Burn succession, Asx‘ée, twisted tree
On May 9th, 2020, some camper-kids with lighters ignited a pretty dramatic grassfire at Crow Point. Koren Bosworth happened to be out there hiking and sent me some photos. On June 10, a month later, I asked her to show me where the Asx‘ée fire began and ended. I flew and mapped the 9.2-acre burn, and posted this 6-minute slideshow. Below, you’ll also find a link to my 14-page journal with more detail about succession, and the long-term implications of meadow fires in coastal uplift communities.
When Koren told me about the burn on the day it happened, my first concern was that it might enable spruce capture. In 1982—my third spring living on the delta—picnickers accidentally burned 2.5 acres on the outer ridge. It was on May 9th—exactly the date of this year’s larger fire—and statistically probably the driest week of the year. I remember lots of spruce seedlings springing up within that burn in following years. I wish now that I’d mapped em more carefully. About half of the 2.5 acres were subsequently lost to doghair spruce, and another quarter was buried under wave-dumped sand.

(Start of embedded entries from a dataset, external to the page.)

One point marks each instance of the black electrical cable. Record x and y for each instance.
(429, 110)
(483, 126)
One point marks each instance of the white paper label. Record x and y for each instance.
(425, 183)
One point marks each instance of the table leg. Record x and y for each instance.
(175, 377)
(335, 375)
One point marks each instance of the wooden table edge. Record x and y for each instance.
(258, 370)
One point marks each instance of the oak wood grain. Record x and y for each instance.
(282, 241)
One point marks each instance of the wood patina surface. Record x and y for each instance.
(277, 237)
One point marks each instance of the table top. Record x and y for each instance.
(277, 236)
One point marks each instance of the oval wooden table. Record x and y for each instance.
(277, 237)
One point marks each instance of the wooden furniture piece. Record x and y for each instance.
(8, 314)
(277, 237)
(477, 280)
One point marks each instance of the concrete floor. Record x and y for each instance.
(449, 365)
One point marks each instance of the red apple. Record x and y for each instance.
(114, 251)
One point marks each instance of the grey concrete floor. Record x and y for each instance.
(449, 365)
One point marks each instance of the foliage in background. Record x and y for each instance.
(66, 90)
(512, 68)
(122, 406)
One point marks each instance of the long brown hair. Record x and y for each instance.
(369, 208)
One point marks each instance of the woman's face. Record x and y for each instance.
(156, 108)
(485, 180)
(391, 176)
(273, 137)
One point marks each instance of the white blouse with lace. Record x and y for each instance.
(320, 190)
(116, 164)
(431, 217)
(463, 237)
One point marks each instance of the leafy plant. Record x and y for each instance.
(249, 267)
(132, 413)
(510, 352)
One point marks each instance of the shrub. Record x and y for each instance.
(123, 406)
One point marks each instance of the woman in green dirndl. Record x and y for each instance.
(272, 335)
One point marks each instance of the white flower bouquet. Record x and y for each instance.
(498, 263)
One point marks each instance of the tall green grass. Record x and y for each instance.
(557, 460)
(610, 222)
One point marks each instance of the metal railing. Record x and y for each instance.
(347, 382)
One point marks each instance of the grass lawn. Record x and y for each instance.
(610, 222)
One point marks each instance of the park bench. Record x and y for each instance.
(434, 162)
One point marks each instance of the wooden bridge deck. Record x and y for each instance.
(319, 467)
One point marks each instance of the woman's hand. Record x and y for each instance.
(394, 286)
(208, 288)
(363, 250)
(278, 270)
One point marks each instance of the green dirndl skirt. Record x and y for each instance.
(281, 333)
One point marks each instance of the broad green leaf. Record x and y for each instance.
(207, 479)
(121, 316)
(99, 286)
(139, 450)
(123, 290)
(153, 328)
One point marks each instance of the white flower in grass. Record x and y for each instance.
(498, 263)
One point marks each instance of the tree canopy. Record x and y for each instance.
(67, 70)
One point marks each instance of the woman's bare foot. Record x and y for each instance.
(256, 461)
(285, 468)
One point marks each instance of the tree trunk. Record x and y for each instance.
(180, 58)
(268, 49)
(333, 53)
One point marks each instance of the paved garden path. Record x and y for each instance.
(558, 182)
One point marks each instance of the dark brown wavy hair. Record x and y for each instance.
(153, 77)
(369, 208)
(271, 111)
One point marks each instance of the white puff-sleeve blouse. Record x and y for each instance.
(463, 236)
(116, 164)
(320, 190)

Sitka spruce of course is an awesome tree, but I prefer not to see it replacing uplift meadow. This slideshow and journal are about the meadow-forest seesaw, which, surprisingly, has a lot to do with cigarette lighters.
Working with old maps and aerials from my Scout Camp days sent me to a sort of document-in-limbo, my Eagle Beach Maps collection. The version currently downloadable from JuneauNature is an old, 2008 facing-pages version, and I’d forgotten that a couple years ago, I started reformatting to single-page landscape, but stalled out and left it unfinished. I’ve been pecking away at that old/new document, and when it’s fully updated will provide the link here.
Although I’m of course slightly biased, Asx‘ée is a strong contender for what ecologist Chris Fastie once nominated as the “center of the universe.” I hope my notes and drawings and photos and maps can someday do it justice.